At one point in my visit, Ver and an actor named Ace are seated in a living room, shooting the first scene of the season one finale. In the script, Ace's character, Kane, a neighborhood target who is frequently bullied, just caught his first body: he fired a shot to save Rafe's life during a tense burglary. While filming, the cast obsesses over continuity and delivery, noting head tilts and enunciation while covering the dialogue from different angles. When a side conversation about Polo sweaters strays too far, Ver reigns them in: "Come on, can we work, man?" Later, when one cast member rambles during an on-camera interview for BET, who are also on-hand filming a news segment about the show, Ver waits until they finish, takes his actor to the next room to offer suggestions, then has them reshoot the interview.
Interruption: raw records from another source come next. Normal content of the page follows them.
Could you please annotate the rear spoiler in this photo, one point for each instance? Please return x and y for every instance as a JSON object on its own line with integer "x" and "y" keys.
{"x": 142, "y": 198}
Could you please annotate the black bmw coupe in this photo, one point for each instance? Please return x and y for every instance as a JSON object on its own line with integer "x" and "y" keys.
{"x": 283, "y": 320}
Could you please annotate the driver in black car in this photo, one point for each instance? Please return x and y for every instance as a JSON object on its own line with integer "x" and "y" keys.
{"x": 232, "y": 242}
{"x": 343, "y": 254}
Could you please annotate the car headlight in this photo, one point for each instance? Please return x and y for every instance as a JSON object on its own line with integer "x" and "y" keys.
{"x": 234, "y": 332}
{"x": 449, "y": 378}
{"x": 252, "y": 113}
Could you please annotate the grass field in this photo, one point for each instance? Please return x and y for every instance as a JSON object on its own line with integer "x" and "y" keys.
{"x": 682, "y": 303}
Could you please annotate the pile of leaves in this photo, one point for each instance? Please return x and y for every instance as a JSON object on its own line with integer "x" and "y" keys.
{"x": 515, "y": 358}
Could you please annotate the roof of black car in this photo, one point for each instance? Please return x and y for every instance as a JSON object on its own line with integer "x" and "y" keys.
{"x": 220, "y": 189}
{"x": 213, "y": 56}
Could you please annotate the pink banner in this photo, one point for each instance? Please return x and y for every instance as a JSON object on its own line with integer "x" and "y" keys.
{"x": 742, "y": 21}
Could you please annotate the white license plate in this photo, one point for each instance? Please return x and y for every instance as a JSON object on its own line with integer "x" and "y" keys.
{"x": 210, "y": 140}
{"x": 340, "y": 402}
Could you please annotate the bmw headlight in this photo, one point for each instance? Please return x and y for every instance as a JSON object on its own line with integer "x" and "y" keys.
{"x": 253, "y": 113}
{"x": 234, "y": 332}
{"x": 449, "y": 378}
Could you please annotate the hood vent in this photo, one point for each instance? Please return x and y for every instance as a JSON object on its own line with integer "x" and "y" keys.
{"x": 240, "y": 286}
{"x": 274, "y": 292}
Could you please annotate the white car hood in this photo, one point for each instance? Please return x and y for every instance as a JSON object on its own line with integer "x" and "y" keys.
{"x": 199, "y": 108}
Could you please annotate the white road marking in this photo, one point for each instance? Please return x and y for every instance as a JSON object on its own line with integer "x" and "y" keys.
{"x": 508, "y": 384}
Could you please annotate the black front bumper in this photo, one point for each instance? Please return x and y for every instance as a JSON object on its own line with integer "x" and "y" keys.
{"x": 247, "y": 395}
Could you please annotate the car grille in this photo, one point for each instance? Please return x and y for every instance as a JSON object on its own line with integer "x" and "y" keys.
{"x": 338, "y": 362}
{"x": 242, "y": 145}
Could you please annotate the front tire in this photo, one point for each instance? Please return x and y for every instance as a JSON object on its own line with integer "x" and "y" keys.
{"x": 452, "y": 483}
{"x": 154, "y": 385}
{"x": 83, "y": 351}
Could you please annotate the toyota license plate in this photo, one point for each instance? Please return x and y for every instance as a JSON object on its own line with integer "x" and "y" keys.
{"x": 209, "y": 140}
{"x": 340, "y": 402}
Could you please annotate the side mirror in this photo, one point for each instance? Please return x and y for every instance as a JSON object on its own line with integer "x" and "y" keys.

Ver's leadership on set is much like Rafe's on screen: deliberate, stern, but ultimately selfless and helpful. While guiding Ace through his performance, frazzled and shaken after a critical turning point for his character, Ver talks through the scene with a film reference. "You've seen Saving Private Ryan?" he asks the room. "Remember when that dude was fighting the German, and he put a knife through his throat, and the other dude was standing there scared and let him die? He didn't have it in him." Theirs is a scene about real wars, fought face-to-face, as they used to be. Ace internalizes, and the scene rolls forward.